Around one-fifth of Microsoft customers hit by the price changes could be looking for alternatives like Google, but KeyBanc considered it a trend to watch for now, not something having a material impact on Microsoft and its partners at the moment.
PC Refresh Cycle
Wednesday’s call could yield some updated figures around the PC refresh cycle with Microsoft ending Windows 10 support last year and continued enterprise interest in AI PCs.
The migration to Windows 11 has driven consumer PC sales, according to a Morgan Stanley report from December. Chips built into newer AI PCs that run small models on the device have potential.
The higher average selling price of these devices could be a boon for solution providers—or it could keep some customers away. Microsoft’s extended security updates (ESUs) to allow some level of protection for Win10 ends on Oct. 13, which could mean another wave of Windows 11 upgrades is on the horizon for device solution providers.
ESUs resulted in an immaterial refresh cycle in 2025, according to a Morgan Stanley report from earlier this month. X-ray machines using Windows and other applications also didn’t get upgrades to avoid a software redesign.
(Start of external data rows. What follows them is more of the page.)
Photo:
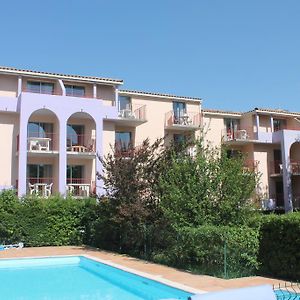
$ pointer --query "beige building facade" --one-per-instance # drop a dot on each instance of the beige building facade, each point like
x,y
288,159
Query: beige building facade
x,y
53,126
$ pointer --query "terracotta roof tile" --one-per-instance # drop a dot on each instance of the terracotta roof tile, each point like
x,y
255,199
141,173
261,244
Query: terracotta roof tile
x,y
66,76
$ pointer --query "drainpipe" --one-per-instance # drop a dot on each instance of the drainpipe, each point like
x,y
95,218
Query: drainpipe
x,y
117,97
95,91
62,86
272,124
19,85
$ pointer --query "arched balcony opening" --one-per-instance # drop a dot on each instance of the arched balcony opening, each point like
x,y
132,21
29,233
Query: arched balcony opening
x,y
81,155
42,172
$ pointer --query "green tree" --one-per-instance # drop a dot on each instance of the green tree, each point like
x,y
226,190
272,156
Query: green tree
x,y
208,188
PC makers are also starting to “de-spec” entry-level devices to maintain profits amid rising memory storage costs and lowered memory storage supply, according to the firm. Many 512-GB storage options are being replaced by 256-GB ones, for example. This could potentially push users to higher-end models for the specifications they are used to.
The enterprise buying cycle focus on future-proofing could push companies to buy AI-capable PCs now, plus AI PCs have proven better than traditional PCs for avoiding cloud reliance for common AI workloads, improving latency, privacy, security, personalization and cost, according to a Bank of America report earlier this month.
Copilot+ PCs could win over users with the promise of better efficiency per watt with their NPUs compared with CPUs and GPUs, resulting in potentially better battery life.
On the subject of hardware, server price increases between 15 percent and 40 percent could accelerate customer cloud migration timelines, another positive for Microsoft and its ecosystem, according to a William Blair report Monday.